What is brilliance? What skill or quality does a person have that makes them brilliant in the eyes of others?

As I’ve been thinking about these questions lately, I’ve come up with my own definition of the term:

Brilliance is the ability to describe something in a way that you’ve never seen before, but makes the concept completely obvious to you.

When someone says something brilliant, my initial reaction is, “Of course! That’s so obvious!” Except that, until I heard or read that description, it wasn’t obvious at all. It takes care on my part to recognize the brilliance and not trivialize it.

This definition is very contextual. What seems brilliant to me might be commonplace to you.

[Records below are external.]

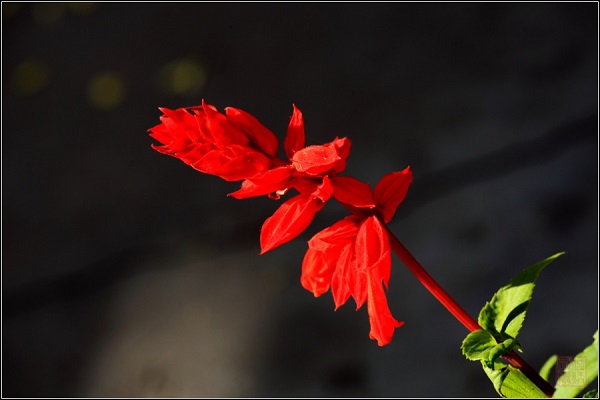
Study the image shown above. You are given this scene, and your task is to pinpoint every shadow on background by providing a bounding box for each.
[2,3,598,397]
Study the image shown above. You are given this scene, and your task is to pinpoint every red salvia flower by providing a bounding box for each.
[300,168,412,346]
[230,106,350,254]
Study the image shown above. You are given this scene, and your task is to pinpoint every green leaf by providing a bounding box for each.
[540,354,558,382]
[553,331,598,398]
[460,329,498,361]
[478,253,564,339]
[481,362,547,398]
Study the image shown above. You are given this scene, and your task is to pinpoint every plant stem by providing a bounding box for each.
[387,228,555,397]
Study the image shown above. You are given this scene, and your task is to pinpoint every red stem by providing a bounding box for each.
[387,229,555,397]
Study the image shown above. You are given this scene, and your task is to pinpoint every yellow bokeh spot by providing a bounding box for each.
[157,57,206,95]
[11,60,50,96]
[88,73,125,110]
[67,2,98,15]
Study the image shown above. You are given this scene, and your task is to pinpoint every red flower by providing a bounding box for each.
[149,100,278,181]
[230,106,350,254]
[300,168,412,346]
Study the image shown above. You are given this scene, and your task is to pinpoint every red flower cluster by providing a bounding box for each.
[149,101,412,346]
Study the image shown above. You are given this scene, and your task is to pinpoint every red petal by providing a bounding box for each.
[375,167,412,223]
[331,176,375,208]
[283,105,306,160]
[229,167,293,199]
[193,100,250,147]
[225,107,279,158]
[260,194,325,254]
[367,273,404,346]
[331,243,353,310]
[291,146,340,175]
[308,215,358,247]
[311,175,333,202]
[300,241,344,297]
[190,145,272,181]
[325,138,351,173]
[355,217,392,287]
[349,217,392,309]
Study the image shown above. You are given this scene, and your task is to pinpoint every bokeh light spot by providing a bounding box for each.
[157,57,206,96]
[88,72,125,110]
[2,2,22,20]
[67,2,98,15]
[11,59,50,96]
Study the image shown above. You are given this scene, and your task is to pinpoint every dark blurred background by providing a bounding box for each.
[2,2,598,397]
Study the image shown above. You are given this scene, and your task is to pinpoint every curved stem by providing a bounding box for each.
[386,228,555,397]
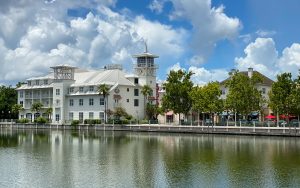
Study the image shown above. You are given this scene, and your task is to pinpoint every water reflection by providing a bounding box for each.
[0,129,300,187]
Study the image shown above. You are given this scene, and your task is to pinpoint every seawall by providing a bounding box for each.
[0,123,300,137]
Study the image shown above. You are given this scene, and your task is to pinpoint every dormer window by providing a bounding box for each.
[89,86,94,91]
[69,87,74,93]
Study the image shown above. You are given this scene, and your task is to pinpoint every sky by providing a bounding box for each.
[0,0,300,85]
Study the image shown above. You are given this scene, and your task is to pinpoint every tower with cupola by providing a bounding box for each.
[133,43,159,100]
[51,65,76,124]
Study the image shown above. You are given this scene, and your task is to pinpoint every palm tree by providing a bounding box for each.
[11,104,24,117]
[46,107,53,122]
[141,85,153,119]
[98,84,109,123]
[30,102,43,121]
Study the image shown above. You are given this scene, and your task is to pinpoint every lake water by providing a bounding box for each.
[0,128,300,188]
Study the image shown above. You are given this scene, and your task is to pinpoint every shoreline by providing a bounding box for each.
[0,122,300,137]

Among her many other gifts and talents, my wife is an editor. She and I will read the same piece of writing-in-progress. I can find the typos and awkward sentences. But she’ll identify ways to improve or restructure it that dramatically improve the end product. Once she points out these ideas, they seem totally obvious. But I don’t see them until she mentions them.

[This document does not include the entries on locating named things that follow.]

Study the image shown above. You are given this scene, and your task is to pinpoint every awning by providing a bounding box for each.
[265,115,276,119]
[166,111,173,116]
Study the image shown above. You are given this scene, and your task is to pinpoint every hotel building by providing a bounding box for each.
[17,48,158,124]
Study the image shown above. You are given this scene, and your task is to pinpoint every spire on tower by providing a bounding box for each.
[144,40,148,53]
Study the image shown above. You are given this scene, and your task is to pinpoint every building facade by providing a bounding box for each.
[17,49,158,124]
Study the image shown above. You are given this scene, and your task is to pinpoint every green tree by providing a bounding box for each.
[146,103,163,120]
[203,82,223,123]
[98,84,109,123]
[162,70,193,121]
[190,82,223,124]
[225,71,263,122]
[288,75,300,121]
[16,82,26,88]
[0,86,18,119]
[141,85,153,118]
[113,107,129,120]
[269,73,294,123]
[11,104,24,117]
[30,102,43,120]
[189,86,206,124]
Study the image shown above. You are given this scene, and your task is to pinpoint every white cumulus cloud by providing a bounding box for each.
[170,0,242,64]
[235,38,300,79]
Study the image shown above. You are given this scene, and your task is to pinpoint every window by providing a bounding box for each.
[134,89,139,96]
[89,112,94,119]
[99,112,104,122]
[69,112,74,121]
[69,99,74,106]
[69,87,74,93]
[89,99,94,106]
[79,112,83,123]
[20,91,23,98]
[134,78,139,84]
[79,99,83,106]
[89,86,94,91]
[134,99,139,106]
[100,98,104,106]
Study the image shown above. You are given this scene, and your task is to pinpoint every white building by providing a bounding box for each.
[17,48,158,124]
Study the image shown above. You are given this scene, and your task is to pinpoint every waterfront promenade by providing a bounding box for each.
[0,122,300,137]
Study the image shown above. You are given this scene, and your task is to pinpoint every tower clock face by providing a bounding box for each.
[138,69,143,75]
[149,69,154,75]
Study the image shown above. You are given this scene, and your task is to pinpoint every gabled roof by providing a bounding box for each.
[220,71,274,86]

I’ve had the pleasure of having several conversations with Kent Beck over the years. I’ve learned that I really need to bring a notebook on these occasions, because he will regularly say something mind-blowing in the course of casual conversation. Once again, what he says will seem completely obvious once he says it.

Even Martin Fowler has the same experience with Kent. In a recent article, he wrote about a refactoring pattern that Kent mentioned to him:

Like many great patterns it has that notion of obviousness - I feel like it’s just putting a name to something that I’ve been doing for decades. But such a name isn’t a small thing, once you name an oft-used technique like this, it makes it easier to talk to other people about and alters my own thinking: giving it a more central role and more deliberate usage than comes when it’s done unconsciously.

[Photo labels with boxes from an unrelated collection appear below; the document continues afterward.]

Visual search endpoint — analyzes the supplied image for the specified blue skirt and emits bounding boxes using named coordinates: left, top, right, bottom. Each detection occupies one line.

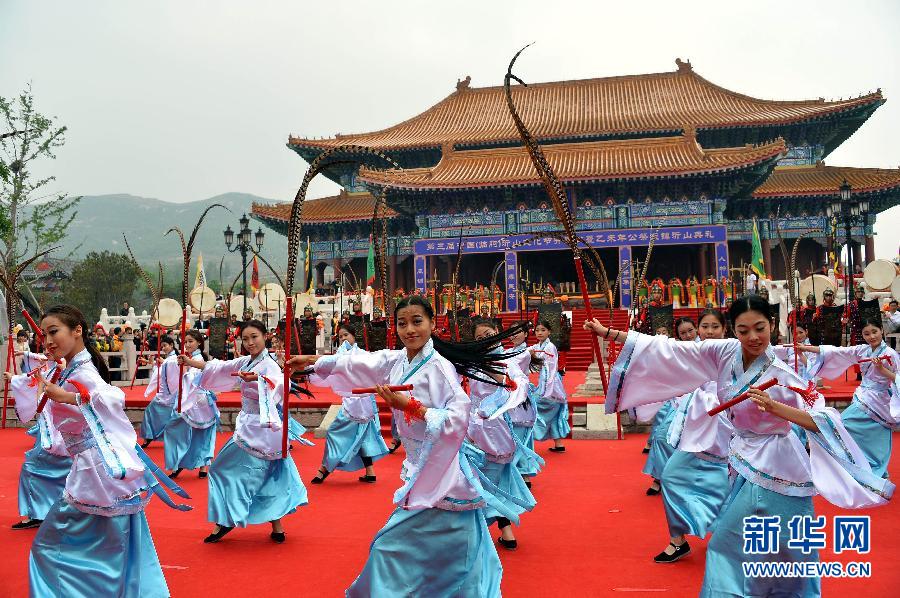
left=534, top=399, right=572, bottom=440
left=322, top=408, right=388, bottom=471
left=141, top=401, right=176, bottom=440
left=19, top=440, right=72, bottom=519
left=841, top=401, right=893, bottom=478
left=346, top=508, right=503, bottom=598
left=479, top=459, right=537, bottom=525
left=660, top=450, right=731, bottom=538
left=208, top=438, right=307, bottom=527
left=163, top=417, right=216, bottom=470
left=642, top=401, right=675, bottom=480
left=700, top=476, right=821, bottom=598
left=28, top=499, right=169, bottom=598
left=512, top=425, right=541, bottom=478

I think that each of us has the capacity to be brilliant in someone else’s eyes. As I wrote about several weeks ago, we all have a unique combination of knowledge and experience that give us insights that other people don’t have.

I was reminded of this recently. I was part of a group that had the opportunity to tour the production facilities of the Oregon Shakespeare Festival. While theater is not generally my thing, I was blown away by what I saw. I met passionate people who love what they do working in an organization with 80 years of shared experience at presenting live theater. These people have insights, experiences, and knowledge that are incredible. The anecdotes they shared demonstrate the same kind of brilliance I’m talking about here.

To those people, their ideas seem commonplace – just part of their job. To an outsider, they are brilliant.

The same is true of your insights, experiences, and knowledge. Please share those with the world and allow us to see your brilliance.